Ms. Bensouda argued that the planned defense appeal was grounded on the erroneous premise that the Chamber had added new facts and circumstances to those in the charges. She added that the defense application was “a mere disagreement” with the Chamber’s decision to notify the parties that it may change the legal characterization of the facts.
The defense stated that trial judges had on two occasions refused to provide Mr. Bemba with a notice of the material facts that would be relevant to the re-characterization of the facts. They said this was a violation of the right for the accused to have prompt and detailed notice of the charges.
Moreover, they stated, the two-and-a-half months the chamber gave the defense to prepare included a judicial recess, which left them with only five weeks to conduct investigations in a hostile environment. The defense said it indicated to judges that such a re-investigation would last between six and nine months.
Defense lawyers also argued that trial judges had overlooked the declaration by the court’s Counsel Support Section that no more funds would be availed for defense investigations in this case, “effectively leaving the accused with no ability to investigate the new charges against him.”
“Having used his own resources to disprove the case as confirmed by the Pre-Trial Chamber, Mr. Bemba is now expected to contribute resources with a view to allowing the Prosecution to put forth an alternative basis for liability to convict him. The unfairness of such a course is evident,” submitted Mr. Bemba’s lawyers.
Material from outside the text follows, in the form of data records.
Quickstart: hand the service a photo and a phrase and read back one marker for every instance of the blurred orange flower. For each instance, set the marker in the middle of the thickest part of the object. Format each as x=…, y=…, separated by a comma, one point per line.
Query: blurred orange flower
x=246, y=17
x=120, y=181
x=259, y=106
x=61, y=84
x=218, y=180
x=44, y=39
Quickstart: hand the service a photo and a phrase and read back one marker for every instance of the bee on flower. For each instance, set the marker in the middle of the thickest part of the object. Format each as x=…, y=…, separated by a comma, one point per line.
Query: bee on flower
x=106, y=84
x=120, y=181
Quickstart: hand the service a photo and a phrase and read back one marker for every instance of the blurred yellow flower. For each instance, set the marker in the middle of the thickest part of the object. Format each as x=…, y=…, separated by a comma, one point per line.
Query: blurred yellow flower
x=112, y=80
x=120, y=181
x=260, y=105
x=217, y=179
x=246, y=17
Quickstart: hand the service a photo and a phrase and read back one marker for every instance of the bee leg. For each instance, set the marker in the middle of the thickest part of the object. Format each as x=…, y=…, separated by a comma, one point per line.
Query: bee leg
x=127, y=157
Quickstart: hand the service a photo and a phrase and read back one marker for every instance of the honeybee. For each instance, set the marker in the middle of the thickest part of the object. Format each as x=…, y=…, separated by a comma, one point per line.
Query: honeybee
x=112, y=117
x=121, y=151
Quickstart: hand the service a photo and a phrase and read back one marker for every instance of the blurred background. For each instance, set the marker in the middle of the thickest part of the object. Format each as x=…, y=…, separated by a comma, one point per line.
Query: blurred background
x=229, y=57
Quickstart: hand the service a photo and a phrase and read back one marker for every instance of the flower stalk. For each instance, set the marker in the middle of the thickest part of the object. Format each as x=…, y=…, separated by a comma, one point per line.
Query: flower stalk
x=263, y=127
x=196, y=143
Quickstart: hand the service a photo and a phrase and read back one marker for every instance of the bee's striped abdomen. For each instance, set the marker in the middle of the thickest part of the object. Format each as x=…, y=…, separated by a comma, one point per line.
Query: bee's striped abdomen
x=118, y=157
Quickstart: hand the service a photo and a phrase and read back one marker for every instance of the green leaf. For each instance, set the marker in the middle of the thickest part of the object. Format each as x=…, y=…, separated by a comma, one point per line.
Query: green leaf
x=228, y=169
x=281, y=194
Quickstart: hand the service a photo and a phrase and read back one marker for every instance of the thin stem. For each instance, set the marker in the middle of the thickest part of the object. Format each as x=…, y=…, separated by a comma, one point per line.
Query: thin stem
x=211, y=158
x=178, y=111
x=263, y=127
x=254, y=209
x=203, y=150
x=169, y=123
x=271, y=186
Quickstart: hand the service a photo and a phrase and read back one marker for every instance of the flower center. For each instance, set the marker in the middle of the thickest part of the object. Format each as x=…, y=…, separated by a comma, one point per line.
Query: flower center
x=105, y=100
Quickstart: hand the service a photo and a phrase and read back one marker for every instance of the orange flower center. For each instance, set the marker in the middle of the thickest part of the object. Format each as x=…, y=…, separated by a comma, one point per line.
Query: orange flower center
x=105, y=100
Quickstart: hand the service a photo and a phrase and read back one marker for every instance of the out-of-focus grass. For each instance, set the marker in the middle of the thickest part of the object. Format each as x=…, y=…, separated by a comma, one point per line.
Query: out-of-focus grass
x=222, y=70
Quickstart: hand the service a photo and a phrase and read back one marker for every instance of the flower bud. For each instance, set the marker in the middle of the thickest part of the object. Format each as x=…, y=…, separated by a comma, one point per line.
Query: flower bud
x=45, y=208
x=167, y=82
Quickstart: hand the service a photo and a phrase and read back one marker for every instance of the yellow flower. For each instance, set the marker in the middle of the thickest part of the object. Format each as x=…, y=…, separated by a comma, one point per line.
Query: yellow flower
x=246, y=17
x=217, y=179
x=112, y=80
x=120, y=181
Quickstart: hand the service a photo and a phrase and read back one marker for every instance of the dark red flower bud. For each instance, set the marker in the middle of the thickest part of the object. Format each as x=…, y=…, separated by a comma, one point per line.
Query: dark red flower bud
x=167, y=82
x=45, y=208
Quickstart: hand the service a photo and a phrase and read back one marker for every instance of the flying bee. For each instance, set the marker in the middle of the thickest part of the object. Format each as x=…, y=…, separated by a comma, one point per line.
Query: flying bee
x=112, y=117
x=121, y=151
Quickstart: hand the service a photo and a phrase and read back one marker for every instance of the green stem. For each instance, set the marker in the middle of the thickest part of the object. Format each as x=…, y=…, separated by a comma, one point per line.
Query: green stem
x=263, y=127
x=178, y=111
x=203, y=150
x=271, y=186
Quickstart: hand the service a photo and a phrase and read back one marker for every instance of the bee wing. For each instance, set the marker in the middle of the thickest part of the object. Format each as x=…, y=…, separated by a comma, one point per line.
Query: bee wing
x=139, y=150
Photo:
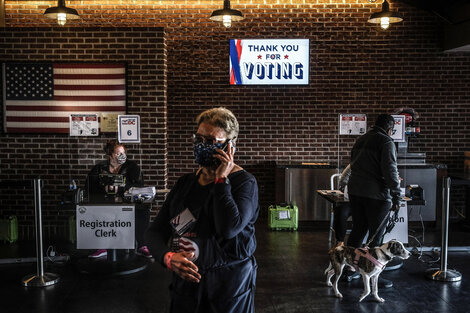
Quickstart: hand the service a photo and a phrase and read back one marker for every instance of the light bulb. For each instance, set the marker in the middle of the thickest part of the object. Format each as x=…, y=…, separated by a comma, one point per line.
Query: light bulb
x=384, y=22
x=61, y=19
x=227, y=20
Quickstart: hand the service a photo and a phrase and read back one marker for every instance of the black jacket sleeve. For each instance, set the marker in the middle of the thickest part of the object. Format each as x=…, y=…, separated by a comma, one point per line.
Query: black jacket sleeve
x=235, y=206
x=160, y=230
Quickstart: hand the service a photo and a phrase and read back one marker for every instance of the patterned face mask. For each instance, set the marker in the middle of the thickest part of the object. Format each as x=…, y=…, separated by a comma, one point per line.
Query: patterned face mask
x=204, y=151
x=122, y=158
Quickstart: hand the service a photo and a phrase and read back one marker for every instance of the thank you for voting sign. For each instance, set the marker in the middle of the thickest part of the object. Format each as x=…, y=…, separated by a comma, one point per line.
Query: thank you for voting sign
x=105, y=226
x=269, y=61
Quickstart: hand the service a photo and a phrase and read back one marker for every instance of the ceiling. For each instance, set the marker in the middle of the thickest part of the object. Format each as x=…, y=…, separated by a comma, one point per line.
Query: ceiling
x=455, y=15
x=451, y=11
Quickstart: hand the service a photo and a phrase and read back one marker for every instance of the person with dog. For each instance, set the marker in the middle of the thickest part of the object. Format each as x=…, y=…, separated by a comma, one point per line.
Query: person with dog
x=374, y=185
x=342, y=211
x=205, y=230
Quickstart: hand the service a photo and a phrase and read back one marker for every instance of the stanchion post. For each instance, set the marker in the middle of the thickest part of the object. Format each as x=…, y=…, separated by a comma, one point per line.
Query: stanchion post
x=443, y=274
x=41, y=279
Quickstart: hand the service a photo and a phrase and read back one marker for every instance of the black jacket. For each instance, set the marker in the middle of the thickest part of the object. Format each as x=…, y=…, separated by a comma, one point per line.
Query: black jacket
x=129, y=169
x=225, y=226
x=374, y=172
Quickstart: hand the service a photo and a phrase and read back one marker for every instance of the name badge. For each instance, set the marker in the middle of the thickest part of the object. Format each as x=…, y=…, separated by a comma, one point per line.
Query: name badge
x=182, y=222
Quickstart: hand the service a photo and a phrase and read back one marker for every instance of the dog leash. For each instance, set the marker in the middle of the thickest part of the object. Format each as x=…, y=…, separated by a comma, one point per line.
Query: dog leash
x=388, y=228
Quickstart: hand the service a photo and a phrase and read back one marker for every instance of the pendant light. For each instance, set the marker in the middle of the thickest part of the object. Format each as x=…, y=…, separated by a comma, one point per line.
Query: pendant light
x=226, y=15
x=385, y=17
x=61, y=13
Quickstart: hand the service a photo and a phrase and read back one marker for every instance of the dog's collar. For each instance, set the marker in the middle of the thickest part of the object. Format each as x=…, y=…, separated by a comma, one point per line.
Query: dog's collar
x=387, y=257
x=361, y=252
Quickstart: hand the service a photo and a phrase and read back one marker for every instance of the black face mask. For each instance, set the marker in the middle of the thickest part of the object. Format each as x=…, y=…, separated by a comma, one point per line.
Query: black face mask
x=204, y=153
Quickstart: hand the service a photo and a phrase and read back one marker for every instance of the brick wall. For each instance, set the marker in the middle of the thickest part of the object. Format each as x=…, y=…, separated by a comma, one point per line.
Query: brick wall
x=354, y=68
x=59, y=158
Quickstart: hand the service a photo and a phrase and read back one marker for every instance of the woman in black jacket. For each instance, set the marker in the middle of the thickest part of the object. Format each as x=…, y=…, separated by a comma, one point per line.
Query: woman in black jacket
x=208, y=218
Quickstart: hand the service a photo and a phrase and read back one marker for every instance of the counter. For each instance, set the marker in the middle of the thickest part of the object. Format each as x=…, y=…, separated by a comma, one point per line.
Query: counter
x=297, y=183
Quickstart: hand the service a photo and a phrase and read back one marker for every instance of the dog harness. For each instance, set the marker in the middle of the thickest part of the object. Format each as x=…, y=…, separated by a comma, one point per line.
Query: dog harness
x=364, y=252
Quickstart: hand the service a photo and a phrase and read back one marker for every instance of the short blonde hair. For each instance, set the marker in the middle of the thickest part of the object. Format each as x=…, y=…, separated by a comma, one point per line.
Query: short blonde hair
x=220, y=117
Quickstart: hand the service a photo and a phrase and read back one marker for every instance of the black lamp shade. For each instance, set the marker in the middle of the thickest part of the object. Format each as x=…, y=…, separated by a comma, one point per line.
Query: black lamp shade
x=61, y=8
x=218, y=15
x=394, y=17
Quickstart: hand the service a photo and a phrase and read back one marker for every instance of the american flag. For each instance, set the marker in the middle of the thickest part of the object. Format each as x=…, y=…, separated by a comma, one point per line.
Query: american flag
x=39, y=97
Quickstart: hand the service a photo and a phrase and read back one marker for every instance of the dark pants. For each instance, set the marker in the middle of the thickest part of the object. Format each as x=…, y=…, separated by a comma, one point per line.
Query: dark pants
x=226, y=289
x=367, y=214
x=142, y=220
x=340, y=221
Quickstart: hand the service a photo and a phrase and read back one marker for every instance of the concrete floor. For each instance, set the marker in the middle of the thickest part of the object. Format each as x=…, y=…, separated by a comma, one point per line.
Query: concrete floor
x=290, y=279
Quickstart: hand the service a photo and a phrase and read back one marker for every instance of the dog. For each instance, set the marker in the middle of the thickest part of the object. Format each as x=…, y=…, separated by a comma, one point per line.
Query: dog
x=369, y=268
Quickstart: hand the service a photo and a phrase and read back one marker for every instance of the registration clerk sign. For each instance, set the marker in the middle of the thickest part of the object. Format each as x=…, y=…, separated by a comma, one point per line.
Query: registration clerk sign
x=269, y=61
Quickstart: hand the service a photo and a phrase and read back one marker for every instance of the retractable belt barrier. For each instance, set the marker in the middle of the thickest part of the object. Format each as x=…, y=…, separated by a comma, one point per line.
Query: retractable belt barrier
x=40, y=279
x=444, y=274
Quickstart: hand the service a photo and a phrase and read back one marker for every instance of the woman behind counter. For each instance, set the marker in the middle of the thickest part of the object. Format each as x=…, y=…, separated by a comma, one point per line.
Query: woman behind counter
x=208, y=218
x=117, y=163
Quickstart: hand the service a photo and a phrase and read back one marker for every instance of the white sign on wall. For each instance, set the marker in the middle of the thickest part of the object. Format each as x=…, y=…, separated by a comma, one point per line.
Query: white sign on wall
x=269, y=61
x=352, y=124
x=398, y=134
x=105, y=226
x=84, y=124
x=129, y=128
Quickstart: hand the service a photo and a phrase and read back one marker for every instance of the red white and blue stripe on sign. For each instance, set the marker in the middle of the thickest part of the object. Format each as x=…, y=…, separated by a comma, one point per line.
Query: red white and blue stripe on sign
x=235, y=55
x=39, y=97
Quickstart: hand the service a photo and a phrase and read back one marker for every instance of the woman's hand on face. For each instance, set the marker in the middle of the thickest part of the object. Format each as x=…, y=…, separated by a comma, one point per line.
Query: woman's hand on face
x=184, y=268
x=226, y=160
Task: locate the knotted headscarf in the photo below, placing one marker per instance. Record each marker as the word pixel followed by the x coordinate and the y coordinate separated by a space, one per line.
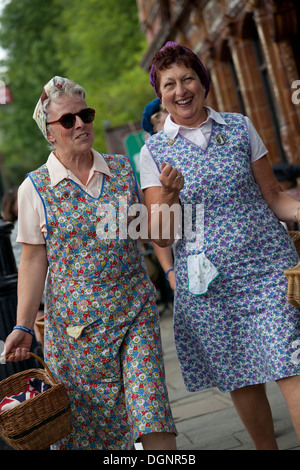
pixel 39 116
pixel 205 80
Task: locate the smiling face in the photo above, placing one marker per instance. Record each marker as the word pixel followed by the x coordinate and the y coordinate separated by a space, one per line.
pixel 182 94
pixel 70 142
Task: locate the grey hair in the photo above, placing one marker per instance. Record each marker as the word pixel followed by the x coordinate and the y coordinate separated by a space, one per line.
pixel 70 89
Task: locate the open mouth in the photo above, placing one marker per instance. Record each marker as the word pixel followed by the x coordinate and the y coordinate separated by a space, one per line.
pixel 82 136
pixel 184 102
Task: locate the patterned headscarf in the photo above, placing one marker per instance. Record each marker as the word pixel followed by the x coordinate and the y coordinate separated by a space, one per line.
pixel 39 115
pixel 206 83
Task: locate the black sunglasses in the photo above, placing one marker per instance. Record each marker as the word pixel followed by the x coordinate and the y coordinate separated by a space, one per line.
pixel 87 115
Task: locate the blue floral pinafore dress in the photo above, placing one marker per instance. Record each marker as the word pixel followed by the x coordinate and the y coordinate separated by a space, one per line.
pixel 102 336
pixel 232 323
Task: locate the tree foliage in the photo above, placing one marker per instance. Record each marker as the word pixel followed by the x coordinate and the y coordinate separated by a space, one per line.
pixel 94 42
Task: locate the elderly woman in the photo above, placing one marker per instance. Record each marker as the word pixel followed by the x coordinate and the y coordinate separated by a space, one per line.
pixel 102 337
pixel 234 328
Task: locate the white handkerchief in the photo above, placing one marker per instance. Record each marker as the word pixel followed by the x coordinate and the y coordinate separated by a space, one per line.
pixel 201 272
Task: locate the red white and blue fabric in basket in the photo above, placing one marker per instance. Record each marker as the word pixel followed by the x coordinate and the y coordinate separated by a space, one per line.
pixel 33 388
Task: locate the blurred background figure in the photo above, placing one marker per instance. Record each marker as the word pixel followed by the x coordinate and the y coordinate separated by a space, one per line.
pixel 154 116
pixel 287 174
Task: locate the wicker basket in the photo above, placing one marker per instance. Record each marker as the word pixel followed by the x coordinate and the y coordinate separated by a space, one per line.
pixel 38 422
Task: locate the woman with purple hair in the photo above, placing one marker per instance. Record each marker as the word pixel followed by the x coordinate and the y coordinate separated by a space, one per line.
pixel 233 326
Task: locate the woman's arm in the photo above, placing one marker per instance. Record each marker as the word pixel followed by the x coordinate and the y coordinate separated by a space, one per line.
pixel 284 206
pixel 31 280
pixel 163 206
pixel 165 258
The defense lawyers also objected to an order by judges, which required them to identify passages of the prosecution evidence that would warrant recalling of prosecution witnesses. The defense argued that this would effectively amount to requiring the defense to identify evidence that might be relevant to convicting Mr. Bemba. This, they said, could not be reconciled with either the presumption of innocence or the right not to incriminate oneself.
However, Ms. Bensouda said the factual scope of the trial remained unaffected and that any change of the legal characterization of facts would ultimately be made by the Chamber when it issues its decision on the guilt or innocence of the accused. “The Defense can then renew its arguments in an appeal of the final judgment if the accused is found guilty under the alternative form of knowledge,” submitted the prosecutor.
The prosecution has previously indicated that an alternative legal characterization of the charges would have no impact on its case because the same evidence it presented to prove that Mr. Bemba had actual knowledge also proves that owing to the circumstances at the time, he should have known about the crimes.
The defense case opened in August 2012 and has to-date seen 14 of the proposed 63 defense witnesses give evidence.
Judges are expected to pronounce themselves on the defense’s application for leave to appeal in due course.